I feel good about the results of the Albuquerque Journal Poll today. Despite being heavily outspent by my incumbent opponent I am still leading him with just five weeks to go. I am at 43% and he is at 39%. He will most certainly start spending quite a bit of his oil and gas industry donations over the next five weeks, but so far he still hasn't been able to move. It is gratifying to see his first negative commercials had so little effect. I hope the public will understand that every bit of his media buy will be funded by those who do business with the State Land Office. Once again, that is a good reason for public financing of this race in the future.

I still need to raise money in the next couple of weeks for TV buys. You can donate at


LP said...

I think this just shows that even an ungodly amount of money and friends in he oil and gas industry can only bring you so far.

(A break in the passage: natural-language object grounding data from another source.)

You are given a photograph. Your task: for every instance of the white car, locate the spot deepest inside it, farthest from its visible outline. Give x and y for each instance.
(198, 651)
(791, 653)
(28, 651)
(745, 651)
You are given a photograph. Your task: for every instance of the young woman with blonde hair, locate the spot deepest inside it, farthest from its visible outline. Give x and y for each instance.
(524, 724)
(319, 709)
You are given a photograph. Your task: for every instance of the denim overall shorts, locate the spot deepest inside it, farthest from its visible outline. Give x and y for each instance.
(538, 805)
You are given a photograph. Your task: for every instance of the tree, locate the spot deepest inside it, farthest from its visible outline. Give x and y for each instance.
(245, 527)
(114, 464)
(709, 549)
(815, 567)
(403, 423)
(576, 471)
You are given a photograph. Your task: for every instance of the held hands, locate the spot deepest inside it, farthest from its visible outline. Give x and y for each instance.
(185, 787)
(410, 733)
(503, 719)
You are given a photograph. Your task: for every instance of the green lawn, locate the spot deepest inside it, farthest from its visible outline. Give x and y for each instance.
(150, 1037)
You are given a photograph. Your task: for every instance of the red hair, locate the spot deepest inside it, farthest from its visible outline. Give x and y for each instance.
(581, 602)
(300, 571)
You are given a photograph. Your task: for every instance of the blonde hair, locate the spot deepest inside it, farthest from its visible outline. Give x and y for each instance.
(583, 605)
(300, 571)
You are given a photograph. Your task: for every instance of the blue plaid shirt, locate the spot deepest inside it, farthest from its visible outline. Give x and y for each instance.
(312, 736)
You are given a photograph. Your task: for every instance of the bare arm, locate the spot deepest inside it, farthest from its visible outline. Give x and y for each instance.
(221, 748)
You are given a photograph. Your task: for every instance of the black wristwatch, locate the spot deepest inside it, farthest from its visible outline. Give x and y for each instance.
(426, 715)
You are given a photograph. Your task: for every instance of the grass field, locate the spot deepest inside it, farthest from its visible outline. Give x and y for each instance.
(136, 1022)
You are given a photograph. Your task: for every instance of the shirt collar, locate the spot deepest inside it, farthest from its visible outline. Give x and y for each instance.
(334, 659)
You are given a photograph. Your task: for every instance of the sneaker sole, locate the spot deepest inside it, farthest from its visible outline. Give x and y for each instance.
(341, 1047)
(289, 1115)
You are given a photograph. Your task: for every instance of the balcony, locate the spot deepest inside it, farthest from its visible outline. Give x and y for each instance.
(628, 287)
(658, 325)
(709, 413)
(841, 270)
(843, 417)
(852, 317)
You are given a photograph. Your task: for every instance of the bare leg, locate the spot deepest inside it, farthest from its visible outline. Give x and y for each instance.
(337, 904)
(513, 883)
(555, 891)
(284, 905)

Perhaps it is showing New Mexicans realizing we don't need to turn every inch of our state into an oil field -- we might want to save some of that pristine land for our sons and daughters.

Anonymous said...

Mr. Baca:

Your incessant whining about the oil and gas industry flies right in the face of the pillars of richardson's presidential launching pad; namely the leaving-NM taxpayers-in-a-lurch spaceport and railrunner. Do you think richardson could have gotten as far with these boondoogles without precious revenues from the oil and gas industry in our state?

What say you?

Anonymous said...

When elected, one serves all of the state. Those big bad gas and oil executives are part of that whole. Bitch all you want that we need public campaign financing so that you can whine and complain about them, but try to remember that if people actually want to see you elected, you'll get money. All public campaign financing does is encourage extremist candidates to run and smear the realists in politics.

Matt Brix said...

The data about public financing systems in Maine, Arizona and North Carolina simply do not bear out the previous post's assertions about "extremist candidates." In Maine, roughly 80% of the currently serving House members were elected using public financing; the same is true for about 70% of Senate members. In Arizona, 10 of 11 statewide office holders used public financing to get elected. In North Carolina, 12 of 16 candidates for appellate court elections used public financing in 2004. Furthermore, roughly 70% of those voting in the ABQ city election in 2005 approved a system of public financing for future council and mayoral races. To suggest "all public financing does is encourage extremist candidates to run and smear the realists" is not in line with the record of public financing, nor is it in line with the public views on this issue.